“For decades, we’ve operated under the industrial era’s guiding principle: take, make, dispose,” writes Professor Ahmad Ibrahim in the New Straits Time.
“This linear economy has delivered immense wealth, but at a catastrophic cost, leaving us buried in waste and choking on our own emissions. The alternative, the circular economy, has often been dismissed as a niche concept for idealists—a fancy term for recycling. But a pivotal new analysis by researchers Rashid and Malik, published in Springer’s Renewable Energy in Circular Economy, shatters this misconception. Their findings reveal that the transition to a circular economy is not a peripheral environmental goal; it is the core of the next great economic transformation, and it is powered by a fundamental alliance with renewable energy.”
He noted that the most compelling finding is that this is a systemic overhaul, not a procedural tweak.
“We’ve been fixated on the “end-of-life” recycling bin, patting ourselves on the back for tossing a plastic bottle into the right bin. Rashid and Malik argue this is missing the point entirely. True circularity starts at the drawing board. It’s about designing products—from smartphones to solar panels—to be repaired, refurbished, and disassembled from the very beginning. It’s about creating industrial systems where one factory’s waste heat becomes another’s power source.”
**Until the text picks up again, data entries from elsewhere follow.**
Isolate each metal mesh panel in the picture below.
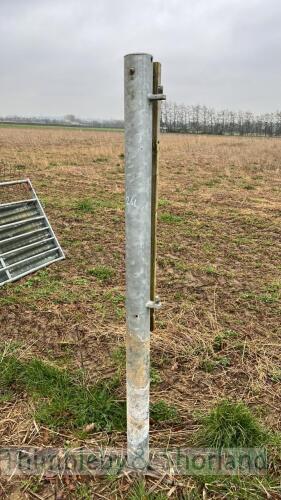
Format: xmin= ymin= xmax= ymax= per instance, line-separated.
xmin=0 ymin=179 xmax=64 ymax=286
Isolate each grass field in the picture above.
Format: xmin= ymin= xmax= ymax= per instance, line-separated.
xmin=0 ymin=127 xmax=281 ymax=500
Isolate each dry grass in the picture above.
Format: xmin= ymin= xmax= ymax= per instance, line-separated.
xmin=0 ymin=128 xmax=281 ymax=498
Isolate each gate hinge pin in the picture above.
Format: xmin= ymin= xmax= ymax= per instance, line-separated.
xmin=146 ymin=297 xmax=162 ymax=309
xmin=147 ymin=94 xmax=166 ymax=101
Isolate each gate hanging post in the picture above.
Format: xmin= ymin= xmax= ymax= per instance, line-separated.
xmin=124 ymin=54 xmax=165 ymax=470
He noted that this isn’t just waste management; it’s a trillion-dollar opportunity for innovation in design, manufacturing, and logistics. Many still do not understand the true calling of a circular economy.
“This is where their second critical insight comes in: renewable energy is the indispensable engine of a true circular economy. You cannot power a circular system with fossil fuels. The logic is devastatingly simple. A circular model aims to keep materials in a continuous loop of use. If you use dirty, extractive energy to recycle a material or remanufacture a product, you are simply trading a waste problem for a carbon emissions problem. You are circular in material but remain linear and polluting in energy. Rashid and Malik position renewables as the “bloodstream” of the circular body—without this clean energy source, the system cannot live. Solar, wind, and geothermal provide the clean power needed to close material loops without undermining the climate goals that make the transition necessary in the first place.”